The new initiative, the US-Taiwan 21st Century Trade Initiative, marks the official start of trade negotiations between Taiwan and the US. This precedes the signing of a free trade agreement, Taiwan Trade Representative John Deng said at a press conference on Wednesday.
The initiative covers 11 key areas, including “trade facilitation, regulatory practices, agriculture, anti-corruption, support for small and medium-sized enterprises, digital commerce, labor rights, environment, standards, public enterprises, and non-market practices and policies,” said Dan.
The Office of the US Trade Representative said in a statement that the key goal is to “develop an ambitious roadmap for negotiations to reach agreements with high standard commitments and economically meaningful results.”
Deng called the initiative a “historic breakthrough” for Taiwan as it opens up space for expanding economic and trade cooperation with the US. He added that it includes important elements of a regional trade agreement, which could lead to the early signing of a “long-awaited” bilateral trade agreement between Taiwan and the United States.
The launch of this initiative will run in parallel with Taiwan’s ongoing efforts to join the Indo-Pacific Economic Prosperity Plan, Deng added.
Dan will travel to Washington DC at the end of June to attend the first meeting of the initiative.
Speaking to reporters, an administration official said that as part of the initiative, “we intend to explore ways to deepen our bilateral economic and trade relations and achieve concrete results for our people.”

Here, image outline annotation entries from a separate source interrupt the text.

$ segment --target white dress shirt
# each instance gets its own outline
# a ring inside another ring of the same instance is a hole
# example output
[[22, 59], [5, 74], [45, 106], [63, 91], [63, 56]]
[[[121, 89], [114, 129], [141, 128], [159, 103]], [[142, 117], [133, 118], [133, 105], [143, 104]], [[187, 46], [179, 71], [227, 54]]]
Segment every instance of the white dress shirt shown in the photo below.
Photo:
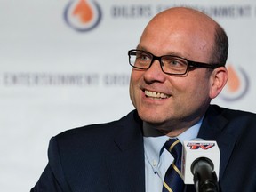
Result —
[[[177, 137], [181, 143], [184, 140], [190, 140], [197, 137], [202, 119]], [[143, 124], [146, 192], [162, 191], [164, 174], [173, 161], [173, 157], [166, 149], [164, 149], [163, 153], [160, 154], [162, 147], [169, 137], [166, 135], [158, 136], [157, 132], [159, 133], [159, 132], [156, 131], [146, 127], [145, 124]]]

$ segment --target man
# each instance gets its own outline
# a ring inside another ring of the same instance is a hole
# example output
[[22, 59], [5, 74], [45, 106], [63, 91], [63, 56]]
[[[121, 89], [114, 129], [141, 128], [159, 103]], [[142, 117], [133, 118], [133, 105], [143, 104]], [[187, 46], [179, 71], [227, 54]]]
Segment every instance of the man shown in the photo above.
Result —
[[129, 51], [136, 110], [53, 137], [31, 191], [164, 191], [175, 160], [165, 141], [196, 137], [219, 145], [220, 191], [256, 191], [256, 116], [210, 105], [228, 80], [228, 44], [220, 26], [197, 11], [177, 7], [155, 16]]

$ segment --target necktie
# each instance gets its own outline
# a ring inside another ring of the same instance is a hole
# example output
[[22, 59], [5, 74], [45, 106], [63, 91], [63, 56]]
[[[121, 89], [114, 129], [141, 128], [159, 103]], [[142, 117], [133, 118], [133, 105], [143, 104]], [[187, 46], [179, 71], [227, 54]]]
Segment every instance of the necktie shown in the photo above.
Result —
[[180, 173], [182, 144], [178, 139], [170, 139], [164, 148], [172, 154], [174, 160], [165, 173], [163, 192], [183, 192], [184, 182]]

“Over the coming days and weeks, we will act quickly to develop a roadmap for possible talks, followed by face-to-face meetings in Washington, D.C. next month,” the official said. “Key areas of our talks include trade facilitation, regulatory practices, agriculture, anti-corruption, support for our SMEs, digital trade outcomes, labor rights, the environment, standards, state-owned enterprises, and non-market practices and policies. .”
The talks began after Biden unveiled his long-awaited Asian economic plan in a speech in Tokyo – the Indo-Pacific Economic Framework for Prosperity, or IPEF – which includes 13 partner countries. But that doesn’t include Taiwan, about which the question remained open as Biden prepared a plan to create an economic sphere to counter China’s growing influence in the region. On Tuesday, officials seemed poised to eventually include Taiwan in the IPEF – even as a similar structure is being developed at the bilateral level.
“We are looking to find ways to increase investment in trade with Taiwan, which is why we have developed this initiative,” the senior official said. “We think this initiative will allow us to focus more on our partnership with Taiwan and better tailor the conversation and the unique characteristics of our trade relationship.”
The official said that while Taiwan was not included in the IPEF’s “initial launch”, “going forward, we intend to have a flexible and adaptable approach to IPEF participation.”
“There is still… time in the process,” the official added.
The deal will not require congressional approval because it does not include “market access requirements,” officials said. However, one official wanted to “emphasize that we will be engaging with Congress and other stakeholders to a great extent.”
“There is obviously a lot of interest in the broader relationship with Taiwan and the substance of what we are doing here,” the official added. “Obviously there is a wider dialogue with Congress on these issues and we will move forward with them.”
This story and its title have been updated with an additional report.
Kate Sullivan of CNN contributed to this report.